We are constantly looking to answer the pervasive question: "Did it work?" And our guidepost is always, "What does success look like?"
In the consumer behavior/marketing world, answering these questions is no easy task. The key is to do your planning and homework -- upfront -- so that you clearly define measurable ways to answer these questions with confidence.
So how do you do this? You first need to adopt a culture of "true experimentation." While it sounds logical, it's not as easy as it sounds. The primary tenet here is to have a "probabilistically equivalent" sample: where "there are no systematic differences between the groups in their characteristics or in how they would respond to [the] ads." This, friends, is the key. If you don't have probabilistic equivalency in your data analysis, you will introduce additional variables which can impact the causality that you're attempting to explain.
This is a favorite case study from Northwestern University/Kellogg School of Management that speaks to the issue of causality of consumer behavior as the result of Facebook advertising: A Comparison of Approaches to Advertising Measurement: Evidence from Big Field Experiments at Facebook∗
Dr.
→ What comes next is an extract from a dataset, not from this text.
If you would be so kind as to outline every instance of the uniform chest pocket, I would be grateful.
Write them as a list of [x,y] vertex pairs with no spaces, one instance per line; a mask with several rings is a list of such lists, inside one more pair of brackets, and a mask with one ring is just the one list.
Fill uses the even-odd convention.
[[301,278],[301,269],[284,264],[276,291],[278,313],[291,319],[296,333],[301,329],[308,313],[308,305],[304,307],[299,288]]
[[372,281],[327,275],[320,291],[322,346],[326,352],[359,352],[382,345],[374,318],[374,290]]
Florian Zettelmeyer, renowned data scientist, category expert, and Professor of Marketing at Northwestern University, is one of the researchers on this project and with whom we had the privilege of attending a Kellogg executive seminar that he moderated. It's an eye opening analysis with concepts to always keep front-and-center when you're evaluating data, attempting to explain the often-elusive "why." While most of us will never become data scientists in our spare time, we can use this framework to ask the right questions and to look "under the hood" at the source of data that comes our way.
The takeaway? If you don't have true experimentation with probabilistic equivalency, you don't have much.